What's her first name?

Holy shit kid, we can tell you're 12. You should focus on reading.

>Computation is just some black box that processes a string and outputs a (valid) string.

No buddy, computation is the math in the box. Just because you don't know how it works doesn't mean it isn't there. Somebody had to build the box.

>Programming is nothing more than pushing and rearranging symbols.

Yeah, no shit. That's everything your brain does. That's all of human culture. Using symbols to represent abstractions and then manipulating those abstractions is 'nothing more' than what makes civilization possible. What is this even supposed to mean? Are people supposed to think this is somehow deep?

Job code is mostly boring. If you're looking for interesting things to code try cloning softwares you actually use like an imageboard, a rss reader, an email client or whatnot

>What are some examples of real-life coding assignments from employers


"We have a client which is 490,000 lines written over the course of 10 years by two graduates that both left the company. The client was developed using """"AGILE"""" methodologies so it has absolutely no architecture, no structure, no design or modularity. Nearly 60% of features are either broken or copies of other features but no two features share the same code meaning that the code itself is a writing soup of duplicate data structures and duplicate classes. QA was done on a 'The client says it's broken so let's hack it just enough to fool them' and there was a plan to unit test the thing on the old Trello board before we moved to JIRA - but since we outsourced a lot of the work to eastern Europe they assure us that QA is not needed. We have a build and release cycle that consists of everybody merging their code in and then spending almost two days resolving merge conflicts before giving up, reverting, and copying the classes that were in conflict from github to a different place so that most of the feature set can only be used one at a time. Software versioning is now at 5 decimal points with clusters of customers centred around the releases where their particular feature works. There are some customers still on version 2 from 2007 and some customers have custom forks because their features were considered too big to merge with the main codebase. Devops move through at least 5 buzzwords per week and have spent the last year moving through application servers because each new devops member remembers then from their last job. This week we're going to implement a kafkan post-jboss/docker entree with fresh cassandra and an ansible vargant main. Dessert is puppet controlling chef deploying bash scripts that start jars which can configure puppet.
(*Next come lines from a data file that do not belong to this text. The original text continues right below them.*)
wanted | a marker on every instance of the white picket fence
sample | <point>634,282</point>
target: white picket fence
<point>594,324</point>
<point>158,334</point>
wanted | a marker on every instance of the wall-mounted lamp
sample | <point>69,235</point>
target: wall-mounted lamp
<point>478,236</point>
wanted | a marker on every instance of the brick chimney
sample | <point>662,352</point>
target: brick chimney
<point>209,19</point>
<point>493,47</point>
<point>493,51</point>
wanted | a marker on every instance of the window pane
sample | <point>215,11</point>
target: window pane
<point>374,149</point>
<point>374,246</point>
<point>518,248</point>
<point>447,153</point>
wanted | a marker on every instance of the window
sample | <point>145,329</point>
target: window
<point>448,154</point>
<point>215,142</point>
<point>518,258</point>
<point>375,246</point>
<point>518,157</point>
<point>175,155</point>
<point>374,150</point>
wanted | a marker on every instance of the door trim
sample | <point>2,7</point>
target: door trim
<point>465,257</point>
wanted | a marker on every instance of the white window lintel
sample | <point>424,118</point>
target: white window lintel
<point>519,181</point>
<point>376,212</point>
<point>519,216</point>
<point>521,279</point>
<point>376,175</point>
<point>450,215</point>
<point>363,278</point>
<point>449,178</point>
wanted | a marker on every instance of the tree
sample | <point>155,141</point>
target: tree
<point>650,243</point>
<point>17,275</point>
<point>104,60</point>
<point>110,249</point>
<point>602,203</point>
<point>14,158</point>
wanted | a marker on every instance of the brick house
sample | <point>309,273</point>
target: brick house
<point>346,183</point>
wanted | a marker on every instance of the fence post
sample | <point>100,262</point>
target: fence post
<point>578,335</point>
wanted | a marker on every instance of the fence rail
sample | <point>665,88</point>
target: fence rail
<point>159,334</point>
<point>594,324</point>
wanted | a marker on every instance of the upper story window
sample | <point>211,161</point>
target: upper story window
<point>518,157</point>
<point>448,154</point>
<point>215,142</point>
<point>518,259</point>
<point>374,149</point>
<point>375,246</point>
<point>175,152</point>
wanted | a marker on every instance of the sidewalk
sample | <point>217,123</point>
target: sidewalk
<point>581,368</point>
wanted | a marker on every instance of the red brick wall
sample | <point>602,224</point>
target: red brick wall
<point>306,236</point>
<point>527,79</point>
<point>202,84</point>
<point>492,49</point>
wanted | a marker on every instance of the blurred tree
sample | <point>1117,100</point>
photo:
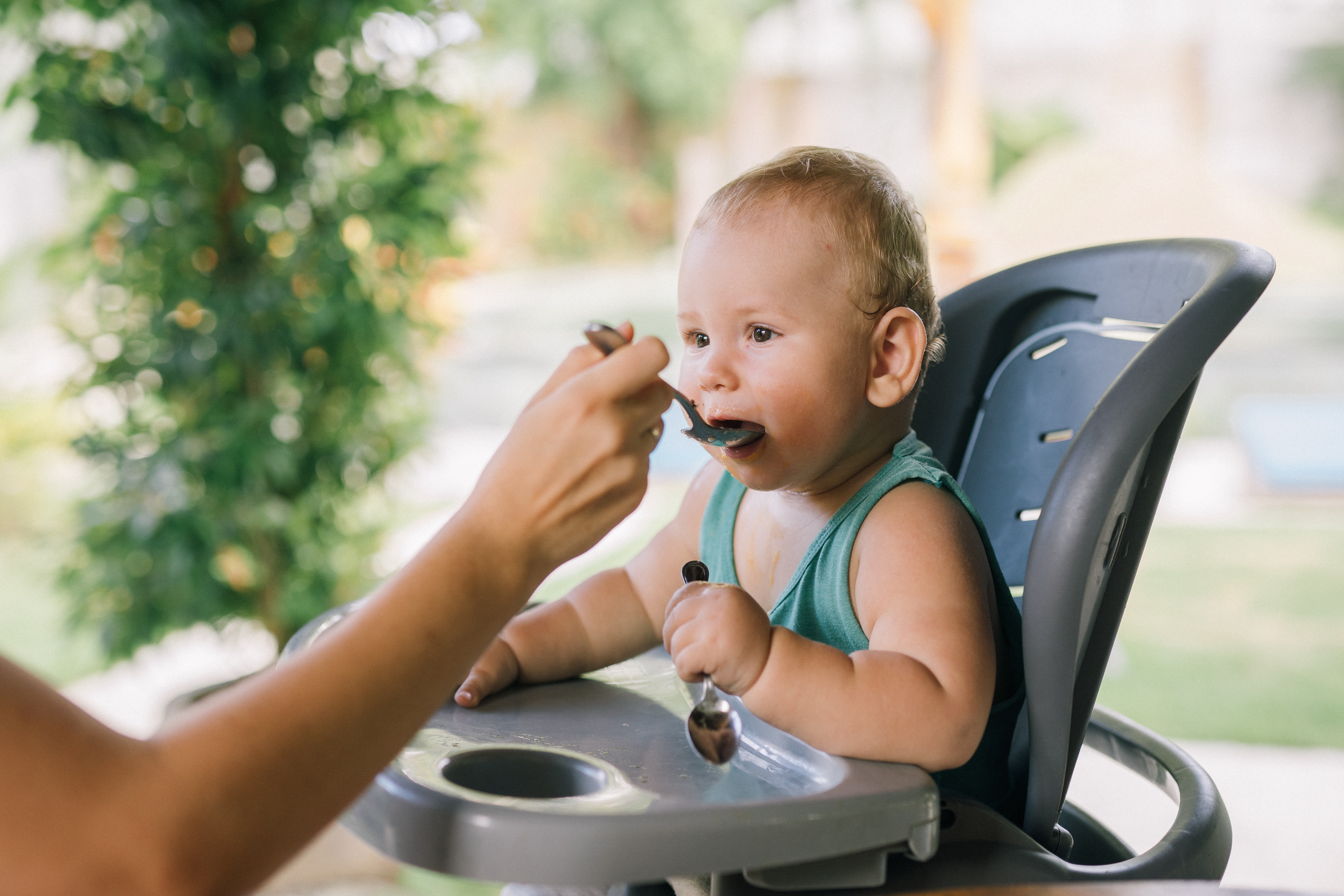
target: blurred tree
<point>642,77</point>
<point>280,190</point>
<point>1018,136</point>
We want you to make sure that the system is 100% reliable at scale"

You're just saying random words at some point.

10/10 accuracy though, OP check this guy out.

Look up "real programmers don't use pascal".
web.mit.edu/humor/Computers/real.programmers
It's old but still relevant.

that post single-handedly allowed C++ and Java to thrive and held back computing for 30 years

Sounds like a bloated, overly engineered piece of trash that was hacked together by idiots

Code in books is always either way over simplified or too perfect. Just browse github of any open source projects that you use and like. Like ones that you would say are very stable and have been in development a while. Then analyze it and think of ways you could simplify it without breaking anything. Clone the project and tinker around with it until you fully understand it. Make a clone of the same project from scratch. Books are good for learning syntax. The rest is just practice.